Quel rôle joue la spiritualité ignatienne?
La spiritualité est essentielle comme porte d’entrée. Pour le Projet de spiritualité ignatienne (PSI, programme de retraite pour les personnes en situation d’itinérance et de toxicomanie), j’y reviens constamment parce que peu importe que vous soyez chrétien, juif ou d’une autre tradition religieuse, tant que vous ne croyez pas qu’il y a quelque chose de plus grand que nous tous et que vous ne reconnaissez pas que « je ne m’en sortirai pas tout seul, j’ai besoin d’autre chose, de quelque chose de plus grand que moi », vous ne changerez pas.
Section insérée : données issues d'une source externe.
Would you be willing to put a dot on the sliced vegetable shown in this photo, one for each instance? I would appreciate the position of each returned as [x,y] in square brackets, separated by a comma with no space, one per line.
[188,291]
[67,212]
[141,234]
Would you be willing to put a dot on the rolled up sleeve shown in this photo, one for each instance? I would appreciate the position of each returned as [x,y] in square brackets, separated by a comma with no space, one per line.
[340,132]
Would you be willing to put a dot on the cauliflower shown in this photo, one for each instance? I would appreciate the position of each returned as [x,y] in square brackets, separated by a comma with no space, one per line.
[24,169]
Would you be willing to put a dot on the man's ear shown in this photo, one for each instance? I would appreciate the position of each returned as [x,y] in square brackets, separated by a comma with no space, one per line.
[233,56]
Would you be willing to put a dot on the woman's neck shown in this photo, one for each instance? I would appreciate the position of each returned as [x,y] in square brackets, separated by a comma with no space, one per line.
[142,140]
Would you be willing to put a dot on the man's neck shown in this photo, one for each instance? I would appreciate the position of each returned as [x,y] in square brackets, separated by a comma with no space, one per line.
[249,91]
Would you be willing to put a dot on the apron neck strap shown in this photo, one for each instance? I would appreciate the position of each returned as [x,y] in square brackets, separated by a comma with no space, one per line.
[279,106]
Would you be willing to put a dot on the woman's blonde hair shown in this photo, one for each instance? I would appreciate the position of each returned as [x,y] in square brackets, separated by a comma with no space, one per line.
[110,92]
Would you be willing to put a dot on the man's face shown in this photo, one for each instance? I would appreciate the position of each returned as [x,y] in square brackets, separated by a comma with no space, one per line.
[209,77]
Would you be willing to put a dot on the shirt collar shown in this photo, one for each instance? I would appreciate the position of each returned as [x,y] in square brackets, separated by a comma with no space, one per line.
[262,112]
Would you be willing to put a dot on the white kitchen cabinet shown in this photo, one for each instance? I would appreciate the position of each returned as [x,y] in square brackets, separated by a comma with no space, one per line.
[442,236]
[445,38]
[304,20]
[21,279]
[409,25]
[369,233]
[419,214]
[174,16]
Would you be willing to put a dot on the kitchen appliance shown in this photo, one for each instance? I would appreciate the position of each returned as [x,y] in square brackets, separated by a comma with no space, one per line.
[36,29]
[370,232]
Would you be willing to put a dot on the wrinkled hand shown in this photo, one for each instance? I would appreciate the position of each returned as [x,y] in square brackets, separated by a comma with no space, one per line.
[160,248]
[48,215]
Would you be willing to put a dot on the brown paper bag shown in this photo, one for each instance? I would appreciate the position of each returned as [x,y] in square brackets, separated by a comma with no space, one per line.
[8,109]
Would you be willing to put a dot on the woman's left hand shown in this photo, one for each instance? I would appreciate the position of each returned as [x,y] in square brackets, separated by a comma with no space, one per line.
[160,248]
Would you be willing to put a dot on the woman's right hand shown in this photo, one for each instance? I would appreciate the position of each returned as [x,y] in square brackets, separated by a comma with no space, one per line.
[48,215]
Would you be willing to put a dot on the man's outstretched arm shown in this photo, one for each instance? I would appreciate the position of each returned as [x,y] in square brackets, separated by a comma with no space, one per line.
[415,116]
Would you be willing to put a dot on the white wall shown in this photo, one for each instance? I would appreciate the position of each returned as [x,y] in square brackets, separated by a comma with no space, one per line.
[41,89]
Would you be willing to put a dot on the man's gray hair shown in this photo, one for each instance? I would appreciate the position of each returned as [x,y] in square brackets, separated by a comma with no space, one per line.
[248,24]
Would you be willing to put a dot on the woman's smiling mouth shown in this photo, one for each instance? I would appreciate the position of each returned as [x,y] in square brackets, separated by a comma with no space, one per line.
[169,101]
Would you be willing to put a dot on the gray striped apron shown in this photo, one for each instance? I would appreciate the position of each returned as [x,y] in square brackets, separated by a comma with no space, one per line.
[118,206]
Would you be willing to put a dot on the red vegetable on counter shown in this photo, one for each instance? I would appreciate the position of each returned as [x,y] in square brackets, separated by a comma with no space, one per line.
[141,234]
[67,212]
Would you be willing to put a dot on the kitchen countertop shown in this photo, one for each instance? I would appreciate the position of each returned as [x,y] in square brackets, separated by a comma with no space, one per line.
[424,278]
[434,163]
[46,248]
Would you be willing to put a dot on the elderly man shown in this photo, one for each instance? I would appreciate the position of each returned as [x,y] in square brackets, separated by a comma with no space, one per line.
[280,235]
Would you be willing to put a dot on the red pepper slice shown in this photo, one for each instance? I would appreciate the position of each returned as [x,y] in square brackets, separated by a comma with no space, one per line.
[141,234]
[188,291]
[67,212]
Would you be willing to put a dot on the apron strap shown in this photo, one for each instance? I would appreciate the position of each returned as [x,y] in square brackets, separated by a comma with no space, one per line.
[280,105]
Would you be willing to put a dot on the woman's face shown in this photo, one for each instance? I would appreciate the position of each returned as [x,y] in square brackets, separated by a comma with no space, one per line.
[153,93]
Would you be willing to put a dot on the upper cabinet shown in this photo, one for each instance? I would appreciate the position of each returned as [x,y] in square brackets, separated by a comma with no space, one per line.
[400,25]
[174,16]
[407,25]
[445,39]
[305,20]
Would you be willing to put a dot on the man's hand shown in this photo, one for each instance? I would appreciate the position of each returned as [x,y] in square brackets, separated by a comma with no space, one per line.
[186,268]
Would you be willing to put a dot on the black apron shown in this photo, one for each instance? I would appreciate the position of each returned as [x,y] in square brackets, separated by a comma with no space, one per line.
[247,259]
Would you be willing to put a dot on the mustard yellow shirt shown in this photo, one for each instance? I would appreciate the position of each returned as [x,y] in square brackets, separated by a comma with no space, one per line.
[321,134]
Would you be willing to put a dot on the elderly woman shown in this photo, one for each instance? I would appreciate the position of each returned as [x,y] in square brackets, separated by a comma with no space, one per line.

C’est la même chose au travail. Il y a probablement plus de personnes en situation de dépendance chez Merck que dans une retraite du PSI… elles travaillent sans arrêt, elles sont en manque d’une confirmation qu’elles attendent exclusivement de leur production au travail. À vivre comme ça, nous ne sommes plus en contact avec certains aspects essentiels des problèmes que nous devons affronter : qu’il s’agisse de drogue, d’alcool ou de dépendance au travail, nous essayons de combler un vide. Nous n’aimons pas ce sentiment de vacuité et il semble facile de colmater ces trous.
À mon avis, la spiritualité ignatienne aide les gens à reprendre contact avec ce qu’ils sont, avec la présence de Dieu dans leur vie, et à commencer de rompre avec tout ce qu’ils consomment pour combler les vides.